Mexico's August consumer confidence index rose to a
seasonally-adjusted 96.1, up from 95.7 in July and 93.5 in
June. The index is now at its highest level since
April. According to the report, released Wednesday by the
official statistics agency INEGI, the improvement in August stemmed
from increases in three of the five subindexes. The subindex
on consumers' view of the current situation for their own family
jumped 1.9% to 101.2, after an even bigger jump in July. As a
result, the subindex is now at its highest level in more than four
years. The subindex on consumers' future expectations for the
country as a whole rose 0.5% to 100.2, and the subindex on their
future expectations for their own family rose 0.2% to 101.4.
In contrast, the subindex on consumers' willingness to buy durable
goods edged down to 82.2, and the subindex on consumers' view of
the current situation in the country as a whole dropped sharply to
Comment: Mexico's consumer
confidence index is designed so that readings of 100 reflect the
level of optimism in 2003. Although the index rose almost
back to that level late last year, it has since pulled back, and
recent readings have been disappointing.
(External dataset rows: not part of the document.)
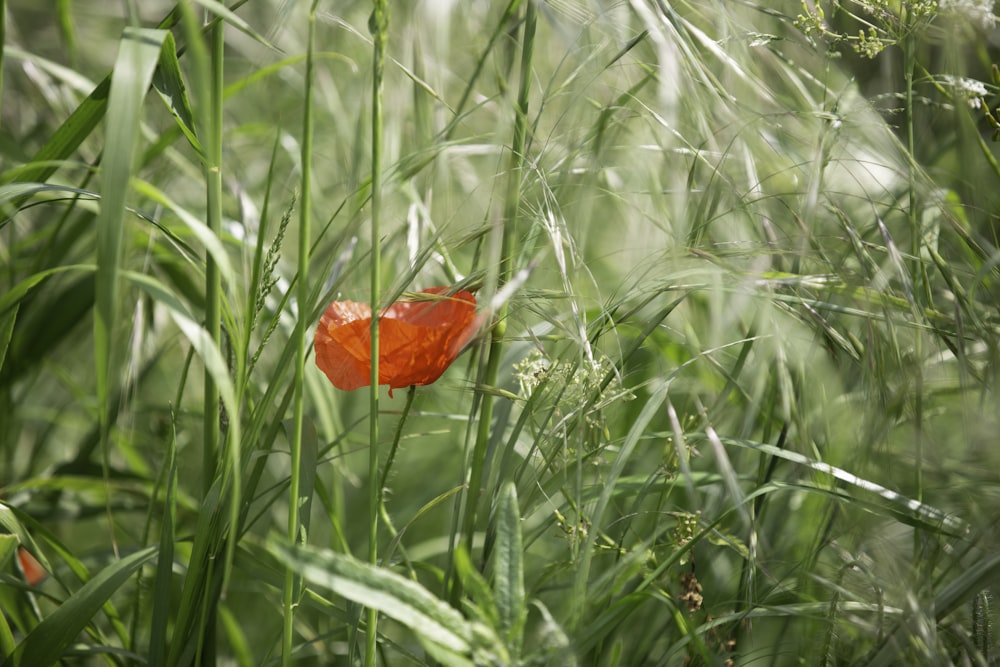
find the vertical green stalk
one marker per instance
(512, 205)
(917, 273)
(213, 280)
(380, 30)
(213, 294)
(302, 302)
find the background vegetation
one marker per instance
(737, 404)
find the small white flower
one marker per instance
(970, 89)
(977, 12)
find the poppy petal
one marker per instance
(418, 340)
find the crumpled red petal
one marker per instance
(418, 340)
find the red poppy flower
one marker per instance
(418, 339)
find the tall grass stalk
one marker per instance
(379, 25)
(510, 227)
(302, 324)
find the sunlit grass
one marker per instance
(733, 396)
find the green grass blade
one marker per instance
(164, 566)
(399, 598)
(169, 83)
(46, 644)
(138, 54)
(508, 570)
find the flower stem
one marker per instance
(380, 27)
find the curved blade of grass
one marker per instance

Mexican exports have
softened in the face of limited demand growth in the United States,
and domestic demand has weakened in response to problems ranging
from tight government spending to weak construction.
Industrial production has fallen back, and new hiring has
stagnated. Unemployment did fall slightly to 4.9% in July,
which may be one reason for the recent increases in optimism.
However, joblessness probably needs to fall significantly further
before confidence can really rebound and consumer spending can
start contributing more to economic growth again.